Ben & Winifred Nicholson became enthusiastic supporters of Wood’s work. Wood painted with the Nicholson’s in Cumberland and Cornwall in 1928. A defining moment in Wood’s life was the walk he took with Ben Nicholson in the streets of St Ives in August 1928 when, through an open door, they spotted paintings of ‘dramatic sea voyages painted on an assortment of odd-shaped supports made from salvaged pieces of driftwood and cardboard torn from grocery boxes’. The work they discovered was that of the fisherman painter Alfred Wallis (1855 – 1942), whose work shared an interest in naïve art, where perspective in compositions are eschewed and objects scale is often based on its relative importance in the scene. Nicholson later commented that ‘to Wallis, his paintings were never “paintings” but actual events’. Through Nicholson and Wood, Wallis was introduced to Jim Ede who promoted his work in London.

This chance meeting helped Wood establish his own personal style. His understanding of naïve art was also influenced by his early exposure to the work of modernists in France such as Pablo Picasso, Paul Cezanne and Vincent Van Gogh, who all drew upon Non-Western art.
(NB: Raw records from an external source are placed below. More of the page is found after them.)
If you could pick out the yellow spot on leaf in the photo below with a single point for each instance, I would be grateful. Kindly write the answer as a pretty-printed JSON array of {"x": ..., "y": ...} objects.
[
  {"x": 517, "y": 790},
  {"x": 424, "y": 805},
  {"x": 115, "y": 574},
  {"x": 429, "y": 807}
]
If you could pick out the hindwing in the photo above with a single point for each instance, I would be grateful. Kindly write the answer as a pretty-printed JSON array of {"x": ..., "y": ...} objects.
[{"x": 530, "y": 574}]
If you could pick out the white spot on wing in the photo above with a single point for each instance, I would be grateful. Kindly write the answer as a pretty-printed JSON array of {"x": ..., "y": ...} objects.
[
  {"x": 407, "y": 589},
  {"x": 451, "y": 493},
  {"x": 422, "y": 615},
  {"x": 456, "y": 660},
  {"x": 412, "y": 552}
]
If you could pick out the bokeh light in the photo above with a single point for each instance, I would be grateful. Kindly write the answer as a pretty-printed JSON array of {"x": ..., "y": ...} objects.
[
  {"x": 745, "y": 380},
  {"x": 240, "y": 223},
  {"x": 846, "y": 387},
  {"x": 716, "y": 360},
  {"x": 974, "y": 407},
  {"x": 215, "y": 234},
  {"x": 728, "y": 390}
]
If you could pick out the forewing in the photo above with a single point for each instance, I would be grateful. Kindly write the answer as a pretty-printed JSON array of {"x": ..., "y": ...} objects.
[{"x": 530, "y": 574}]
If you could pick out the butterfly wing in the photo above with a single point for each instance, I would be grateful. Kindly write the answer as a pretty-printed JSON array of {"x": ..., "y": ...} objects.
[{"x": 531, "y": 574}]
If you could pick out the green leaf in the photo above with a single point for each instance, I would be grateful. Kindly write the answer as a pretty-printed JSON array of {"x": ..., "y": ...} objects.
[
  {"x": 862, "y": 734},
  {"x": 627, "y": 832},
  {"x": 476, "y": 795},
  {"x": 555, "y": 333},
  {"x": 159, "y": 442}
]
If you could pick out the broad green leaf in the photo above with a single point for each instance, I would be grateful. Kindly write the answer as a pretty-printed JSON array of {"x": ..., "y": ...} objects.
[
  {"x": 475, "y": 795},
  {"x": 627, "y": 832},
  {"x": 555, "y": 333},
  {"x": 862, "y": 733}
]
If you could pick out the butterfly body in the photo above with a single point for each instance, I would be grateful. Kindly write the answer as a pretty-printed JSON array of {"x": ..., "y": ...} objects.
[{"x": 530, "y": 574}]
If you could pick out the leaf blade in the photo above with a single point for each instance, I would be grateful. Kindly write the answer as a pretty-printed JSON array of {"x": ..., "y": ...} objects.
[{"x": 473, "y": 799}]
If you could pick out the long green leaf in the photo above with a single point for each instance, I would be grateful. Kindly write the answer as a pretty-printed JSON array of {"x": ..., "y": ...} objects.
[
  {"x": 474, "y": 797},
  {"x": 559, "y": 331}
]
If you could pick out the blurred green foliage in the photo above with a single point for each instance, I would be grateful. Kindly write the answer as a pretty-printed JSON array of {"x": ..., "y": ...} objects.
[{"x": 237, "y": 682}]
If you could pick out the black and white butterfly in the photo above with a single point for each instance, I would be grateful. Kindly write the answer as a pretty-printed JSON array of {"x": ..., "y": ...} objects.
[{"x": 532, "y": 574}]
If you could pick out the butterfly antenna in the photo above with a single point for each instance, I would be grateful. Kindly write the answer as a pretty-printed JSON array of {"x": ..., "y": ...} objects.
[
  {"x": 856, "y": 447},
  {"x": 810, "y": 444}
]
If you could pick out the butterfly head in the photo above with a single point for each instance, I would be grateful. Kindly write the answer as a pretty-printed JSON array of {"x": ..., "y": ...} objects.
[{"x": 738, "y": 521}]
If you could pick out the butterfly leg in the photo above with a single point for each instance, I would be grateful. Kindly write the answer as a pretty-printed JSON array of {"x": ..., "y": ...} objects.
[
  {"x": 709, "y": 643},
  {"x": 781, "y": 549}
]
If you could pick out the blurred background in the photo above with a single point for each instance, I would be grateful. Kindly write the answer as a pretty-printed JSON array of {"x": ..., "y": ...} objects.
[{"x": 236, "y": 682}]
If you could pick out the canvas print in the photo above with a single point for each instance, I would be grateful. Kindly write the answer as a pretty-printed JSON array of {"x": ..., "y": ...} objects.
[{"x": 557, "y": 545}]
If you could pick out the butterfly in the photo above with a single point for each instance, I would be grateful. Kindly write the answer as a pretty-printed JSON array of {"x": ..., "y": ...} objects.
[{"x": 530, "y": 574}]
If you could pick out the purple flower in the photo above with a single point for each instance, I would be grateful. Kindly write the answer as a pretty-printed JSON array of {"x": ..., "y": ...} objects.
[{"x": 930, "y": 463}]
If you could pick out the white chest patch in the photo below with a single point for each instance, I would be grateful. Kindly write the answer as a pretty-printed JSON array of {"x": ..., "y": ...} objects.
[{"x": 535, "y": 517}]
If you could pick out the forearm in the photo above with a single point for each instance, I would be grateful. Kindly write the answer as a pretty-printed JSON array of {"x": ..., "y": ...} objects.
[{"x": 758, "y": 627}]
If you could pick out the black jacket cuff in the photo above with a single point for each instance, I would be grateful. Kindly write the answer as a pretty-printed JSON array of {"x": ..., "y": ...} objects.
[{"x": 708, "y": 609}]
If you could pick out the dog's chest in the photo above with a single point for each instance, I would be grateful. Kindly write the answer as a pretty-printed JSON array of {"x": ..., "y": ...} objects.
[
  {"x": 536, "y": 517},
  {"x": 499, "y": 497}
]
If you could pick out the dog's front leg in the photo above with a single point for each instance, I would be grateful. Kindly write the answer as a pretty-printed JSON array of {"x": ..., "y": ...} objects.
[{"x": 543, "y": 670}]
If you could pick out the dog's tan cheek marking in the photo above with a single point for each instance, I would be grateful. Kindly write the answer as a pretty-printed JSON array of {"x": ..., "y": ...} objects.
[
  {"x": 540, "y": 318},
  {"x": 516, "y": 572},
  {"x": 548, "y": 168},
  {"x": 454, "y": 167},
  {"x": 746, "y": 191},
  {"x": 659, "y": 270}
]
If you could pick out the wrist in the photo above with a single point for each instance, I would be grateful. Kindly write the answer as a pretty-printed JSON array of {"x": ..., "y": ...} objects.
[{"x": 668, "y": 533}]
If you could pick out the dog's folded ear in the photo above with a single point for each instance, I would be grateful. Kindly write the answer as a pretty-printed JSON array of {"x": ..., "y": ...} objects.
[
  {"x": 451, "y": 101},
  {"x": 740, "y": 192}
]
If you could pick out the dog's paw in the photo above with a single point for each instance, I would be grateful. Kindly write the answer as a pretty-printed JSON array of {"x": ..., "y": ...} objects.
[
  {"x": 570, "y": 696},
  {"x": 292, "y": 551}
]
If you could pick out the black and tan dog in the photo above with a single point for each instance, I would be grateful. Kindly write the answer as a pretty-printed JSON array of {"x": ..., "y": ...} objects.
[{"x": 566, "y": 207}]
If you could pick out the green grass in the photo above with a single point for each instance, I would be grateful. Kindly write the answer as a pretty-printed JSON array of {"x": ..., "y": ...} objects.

Although there are many canvases from 1920-27 that attest to Wood’s prowess most of his best work followed his inspiration by Wallis. Especially notable are the pictures painted in 1929 both in Dieppe and the traditional fishing village of Tréboul in Brittany.

In April 1929 Wood held a solo exhibition at Tooth’s Gallery, London, where he met Lucy Wertheim, Hodgkins’ gallerist friend and dealer. She purchased a work and arranged for an exhibition at her gallery the following year. An exhibition with Ben Nicholson at the Galerie Bernheim in Paris (May 1930), in which Wood showed paintings made in Brittany in 1929, was met with less success. The results of a second stay in Brittany (June-July 1930) were intended to open the Wertheim Gallery in London in October. During the frenzied preparations for his Wertheim exhibition, Wood became psychotic and began carrying a revolver. On 21 August he travelled to meet his mother and sister for lunch at ‘The County Hotel’ in Salisbury and to show them a selection of his latest paintings. After saying goodbye and believing himself pursued (an effect of withdrawal from opium), he threw himself under the London train. Winifred Nicholson, who was so devastated by the news of his suicide that she employed a private detective to try to prove another cause of death, soon found seeds of self-destruction everywhere, and wrote of his works from 1930 that the “cost of such painting is heavy”.

In deference to his mother, his death was often subsequently described as accidental. Posthumous exhibitions were held at the Wertheim Gallery (Feb. 1931) and the Lefevre Galleries (1932). In 1938 Wood’s paintings were included in the British pavilion at the Venice Biennale. In the same year a major exhibition was organised by the Redfern Gallery at the New Burlington Galleries, which attempted to re-unite Wood’s complete works, and gave impetus to Neo-Romanticism.